Some tips for using find:

Multiple options can be placed in sequence with AND and OR boolean options (and parenthesis). For example, to find all files containing “house” in the name that are newer than two days and are larger than 10K, try this:

find . -name “*house*” -size +10240 -mtime -2

This is where some of the power of find can be seen.

Use all appropriate options.  The more you can narrow down the selection, the less you have to look.  For example, the -type and -xdev options can be quite useful.  The -type options selects a file based on its type, and the -xdev prevents the file “scan” from going to another disk volume (refusing to cross mount points, for example).  Thus, you can look for all regular directories on the current disk from a starting point like this:

find /var/tmp -xdev -type d -print

Get to know all of find’s options.

Use xargs instead of -exec.  Find will spawn a new process for each execution of -exec (though GNU find might be different).  xargs will load a single process (binary) into memory, parcels out the arguments (one to a line on stdin) into a set of command arguments, and runs the binary as necessary – repeating this process as often as necessary.

For example, an “exec” of rm would spawn a process for rm, load the rm binary for each file, run it once for each file, and release process memory.  Using xargs, the rm binary is loaded once, then as many arguments as possible are read from the standard input, rm is run with these arguments.  If there are more arguments, xargs repeats the process.

Don’t use find / .  Doing a find on a large number of files can slow the system down drastically.  Typically this is used by an administrator in order to find a file somewhere on the hard drive.  Better yet is to perform this command sequence overnight:

find / -print > /.masterfile

Then the /.masterfile can be searched using grep instead of tying the system up with lots of disk I/O during the day when users are counting on excellent system performance.

Remember to quote special characters.  In particular, any regular expressions and the left and right parenthesis should be quoted.  Typically, the regular expressions are put into double quotes, and left and right parens are quoted with a backslash.

Be wary of extensions to POSIX.1 find.  It’s not that they are bad, but rather that you cannot count on them being present.  Unfortunately, some of the most useful options fall into this category – but as long as you are aware of them, they can be used appropriately.  Some options in this category are:

  • -print0
  • -maxdepth
  • -mindepth
  • -iname
  • -ls

In particular, the -print0 is the most useful of the lot.

The BSD man page also brings up an interesting point about find and find options:

Historically, the -d, -L and -x options were implemented using the pri-
maries -depth, -follow, and -xdev.
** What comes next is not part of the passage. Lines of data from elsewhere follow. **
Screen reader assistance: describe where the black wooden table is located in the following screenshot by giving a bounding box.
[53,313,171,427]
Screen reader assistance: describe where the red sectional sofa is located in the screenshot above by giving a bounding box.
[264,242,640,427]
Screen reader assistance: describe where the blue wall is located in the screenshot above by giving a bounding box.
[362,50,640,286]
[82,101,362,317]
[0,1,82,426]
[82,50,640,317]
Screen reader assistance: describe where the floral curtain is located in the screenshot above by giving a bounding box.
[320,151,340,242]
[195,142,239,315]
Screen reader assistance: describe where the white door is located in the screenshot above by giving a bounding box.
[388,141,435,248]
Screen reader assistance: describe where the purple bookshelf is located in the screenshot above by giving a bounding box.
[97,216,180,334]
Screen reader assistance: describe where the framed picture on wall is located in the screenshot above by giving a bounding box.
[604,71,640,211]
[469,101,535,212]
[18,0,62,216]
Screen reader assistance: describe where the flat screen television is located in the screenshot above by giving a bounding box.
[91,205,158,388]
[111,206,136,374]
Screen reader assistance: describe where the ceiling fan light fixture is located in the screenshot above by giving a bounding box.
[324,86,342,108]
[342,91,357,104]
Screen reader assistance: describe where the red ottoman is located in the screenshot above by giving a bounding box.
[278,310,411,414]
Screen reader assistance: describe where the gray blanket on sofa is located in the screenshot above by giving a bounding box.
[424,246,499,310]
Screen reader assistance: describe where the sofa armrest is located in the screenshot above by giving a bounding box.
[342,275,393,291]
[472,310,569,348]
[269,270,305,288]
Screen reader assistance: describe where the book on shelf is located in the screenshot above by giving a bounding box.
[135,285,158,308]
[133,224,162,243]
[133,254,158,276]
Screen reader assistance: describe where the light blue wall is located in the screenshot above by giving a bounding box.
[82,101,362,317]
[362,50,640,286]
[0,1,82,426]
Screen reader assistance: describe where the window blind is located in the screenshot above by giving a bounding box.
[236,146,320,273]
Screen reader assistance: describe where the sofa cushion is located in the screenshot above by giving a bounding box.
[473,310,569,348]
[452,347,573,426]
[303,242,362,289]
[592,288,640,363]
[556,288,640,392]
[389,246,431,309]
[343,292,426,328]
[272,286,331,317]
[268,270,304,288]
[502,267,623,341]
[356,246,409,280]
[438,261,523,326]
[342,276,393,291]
These primaries always evaluated to
true. As they were really global variables that took effect before the
traversal began, some legal expressions could have unexpected results.
An example is the expression -print -o -depth. As -print always evalu-
ates to true, the standard order of evaluation implies that -depth would
never be evaluated. This is not the case.

This has been a source of confusion in the past; considering them as global options (and placing them first) will provide some relief. Note that the -d, -L and -x options are likely BSD-specific.